Aborde el taxi y recuerdo perfectamente bien al conductor era un hombre de edad avanzada con cabellera blanca como las nubes de ese día y tenía una sonrisa tan cálida que me reconfortaba que el fuera la persona que me llevaría a mi destino, se formó un silencio algo incómodo hasta que me preguntó -¿PARA DONDE SE DIRIJE JOVEN?- fue cuando yo emocionado le contesté -A LA CALLE WILSON NUMERO 13- después de que mi boca pronunciará la dirección la sonrisa cálida y reconfortante se volvió fría y desconsertante, parecía que de mi hubiera salido una grosería o algo que jamás debí de pronuncia, fue extraña la reacción pero después de unos minutos recupero aquella sonrisa y sin más palabras durante todo el camino me llevo hasta la dirección que yo le había indicado; al momento de llegar me entró un escalofrío por todo el cuerpo y eso que apenas me había bajado del taxi. Le di las gracias al taxista por su buen servicio entregándole la tarifa correspondiente por el viaje pero algo que si me desconcertó demasiado fueron las palabras de aquel hombre -!AMIGO JAMAS OLVIDE LO QUE VOY A DECIR "EN ESTA CASA TODO PUEDE SUCEDER"-  sin más palabras que decir encendió el carro y se fue con su sonrisa en la cara. Yo en el momento no entendía por qué me dijo esas palabras pero prometí que jamás se me olvidaría mientras estuviera adentro de esa casa.

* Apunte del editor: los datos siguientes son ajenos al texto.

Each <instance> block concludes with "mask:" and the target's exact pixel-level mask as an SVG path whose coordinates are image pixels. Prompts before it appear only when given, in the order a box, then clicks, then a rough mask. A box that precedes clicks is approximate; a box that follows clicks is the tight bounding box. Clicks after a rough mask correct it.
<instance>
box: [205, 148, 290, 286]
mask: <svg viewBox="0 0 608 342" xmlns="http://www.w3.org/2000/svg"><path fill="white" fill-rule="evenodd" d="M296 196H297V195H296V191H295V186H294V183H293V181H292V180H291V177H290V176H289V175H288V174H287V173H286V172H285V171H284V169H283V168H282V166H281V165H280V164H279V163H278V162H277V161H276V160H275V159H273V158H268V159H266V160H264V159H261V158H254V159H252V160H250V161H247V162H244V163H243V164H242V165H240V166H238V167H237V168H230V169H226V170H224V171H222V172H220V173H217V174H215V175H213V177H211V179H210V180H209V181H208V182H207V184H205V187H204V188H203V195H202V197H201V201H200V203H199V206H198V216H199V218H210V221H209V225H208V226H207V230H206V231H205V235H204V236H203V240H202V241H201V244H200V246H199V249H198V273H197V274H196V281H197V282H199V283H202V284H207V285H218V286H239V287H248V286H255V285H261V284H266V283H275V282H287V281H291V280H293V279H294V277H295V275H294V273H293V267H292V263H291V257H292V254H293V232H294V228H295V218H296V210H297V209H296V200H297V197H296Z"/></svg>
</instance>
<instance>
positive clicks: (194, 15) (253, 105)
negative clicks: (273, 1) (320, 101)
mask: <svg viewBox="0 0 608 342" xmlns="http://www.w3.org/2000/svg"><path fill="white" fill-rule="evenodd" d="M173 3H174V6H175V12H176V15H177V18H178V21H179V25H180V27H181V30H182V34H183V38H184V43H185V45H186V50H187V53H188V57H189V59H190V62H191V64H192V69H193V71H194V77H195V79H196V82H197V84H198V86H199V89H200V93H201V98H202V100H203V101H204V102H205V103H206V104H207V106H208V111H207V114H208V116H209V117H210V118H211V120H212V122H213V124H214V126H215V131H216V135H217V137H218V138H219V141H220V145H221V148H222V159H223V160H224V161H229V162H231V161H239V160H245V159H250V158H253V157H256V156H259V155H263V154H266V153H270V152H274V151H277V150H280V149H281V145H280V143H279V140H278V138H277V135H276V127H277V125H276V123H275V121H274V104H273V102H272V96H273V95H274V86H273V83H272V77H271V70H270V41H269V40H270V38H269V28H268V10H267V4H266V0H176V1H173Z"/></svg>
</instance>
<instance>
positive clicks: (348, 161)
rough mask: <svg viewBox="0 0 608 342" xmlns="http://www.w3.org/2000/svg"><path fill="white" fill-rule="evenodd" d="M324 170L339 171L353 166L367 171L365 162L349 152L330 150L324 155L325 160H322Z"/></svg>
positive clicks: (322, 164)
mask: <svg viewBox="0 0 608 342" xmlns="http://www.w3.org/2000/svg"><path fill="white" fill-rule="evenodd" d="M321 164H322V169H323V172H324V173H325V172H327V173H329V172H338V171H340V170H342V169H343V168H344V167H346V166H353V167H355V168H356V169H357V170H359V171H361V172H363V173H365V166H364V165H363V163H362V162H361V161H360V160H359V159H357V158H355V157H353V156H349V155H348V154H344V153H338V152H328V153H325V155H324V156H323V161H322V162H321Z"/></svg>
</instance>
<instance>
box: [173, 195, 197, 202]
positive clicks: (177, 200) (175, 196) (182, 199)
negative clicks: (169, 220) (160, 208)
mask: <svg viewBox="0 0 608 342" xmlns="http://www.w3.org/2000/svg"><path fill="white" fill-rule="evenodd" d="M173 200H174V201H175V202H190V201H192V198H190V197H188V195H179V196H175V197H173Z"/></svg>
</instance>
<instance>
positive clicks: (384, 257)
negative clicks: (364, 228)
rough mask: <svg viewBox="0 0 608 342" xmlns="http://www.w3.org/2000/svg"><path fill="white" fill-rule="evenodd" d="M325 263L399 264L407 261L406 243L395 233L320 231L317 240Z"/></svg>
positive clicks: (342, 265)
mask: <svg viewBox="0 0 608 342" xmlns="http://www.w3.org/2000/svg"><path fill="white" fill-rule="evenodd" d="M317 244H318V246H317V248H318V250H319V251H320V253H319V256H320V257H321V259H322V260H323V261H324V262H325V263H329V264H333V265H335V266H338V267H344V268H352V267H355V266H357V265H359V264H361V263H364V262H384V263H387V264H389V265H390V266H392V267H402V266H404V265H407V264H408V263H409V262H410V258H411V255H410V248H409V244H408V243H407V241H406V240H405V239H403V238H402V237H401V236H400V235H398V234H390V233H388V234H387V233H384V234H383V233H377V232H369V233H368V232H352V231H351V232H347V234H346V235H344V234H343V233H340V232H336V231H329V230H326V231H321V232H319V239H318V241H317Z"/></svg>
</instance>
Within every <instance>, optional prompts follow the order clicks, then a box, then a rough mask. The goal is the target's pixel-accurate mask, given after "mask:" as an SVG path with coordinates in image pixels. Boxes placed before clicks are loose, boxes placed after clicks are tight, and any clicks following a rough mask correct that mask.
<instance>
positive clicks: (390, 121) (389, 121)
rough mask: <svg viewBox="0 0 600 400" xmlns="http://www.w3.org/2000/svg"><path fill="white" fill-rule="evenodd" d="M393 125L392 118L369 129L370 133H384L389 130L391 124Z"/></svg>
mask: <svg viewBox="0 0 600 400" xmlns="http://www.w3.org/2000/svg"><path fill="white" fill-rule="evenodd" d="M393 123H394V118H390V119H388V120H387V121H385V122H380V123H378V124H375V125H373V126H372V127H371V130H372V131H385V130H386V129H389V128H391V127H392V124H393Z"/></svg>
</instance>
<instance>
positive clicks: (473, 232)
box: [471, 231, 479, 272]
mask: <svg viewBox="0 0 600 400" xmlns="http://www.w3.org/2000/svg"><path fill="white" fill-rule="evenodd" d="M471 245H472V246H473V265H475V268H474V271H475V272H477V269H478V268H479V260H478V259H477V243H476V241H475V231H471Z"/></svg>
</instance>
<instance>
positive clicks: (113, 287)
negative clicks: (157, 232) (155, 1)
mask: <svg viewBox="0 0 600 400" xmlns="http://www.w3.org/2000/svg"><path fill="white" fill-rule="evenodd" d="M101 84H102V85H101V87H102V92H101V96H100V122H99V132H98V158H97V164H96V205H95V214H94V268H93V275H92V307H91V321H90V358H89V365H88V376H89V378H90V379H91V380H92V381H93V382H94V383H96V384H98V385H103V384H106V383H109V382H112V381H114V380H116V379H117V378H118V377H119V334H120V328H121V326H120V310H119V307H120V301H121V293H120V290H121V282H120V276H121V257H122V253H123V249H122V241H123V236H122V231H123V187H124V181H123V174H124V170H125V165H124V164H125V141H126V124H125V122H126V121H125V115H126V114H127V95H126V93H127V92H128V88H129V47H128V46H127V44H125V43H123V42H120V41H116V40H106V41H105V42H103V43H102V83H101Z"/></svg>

Busque la llave de la puerta principal en mi bolsillo y me dispuse a abrirla, fue una sensación muy extraña la que sentí cuando puse mi mano sobre en la perilla toda la casa estaba helada lo más curioso es que ese día estaba haciendo mucho calor en la ciudad pero no le tome importancia alguna así que comenzé por revisar la primera planta y no encontré nada fuera de lo normal sus que subí a la segunda planta revise todo y tampoco encontré algún problema, abrí la puerta de mi cuarto y comenzé a colgar mi ropa en el armario y colo que todas mis pertenencias en cajones y baño,me senté en la cama y estaba tan cómoda que me acosté mirando el techo pensando si era la mejor decisión que había tomado en mi vida hasta que de un momento a otro me quedé completamente dormido.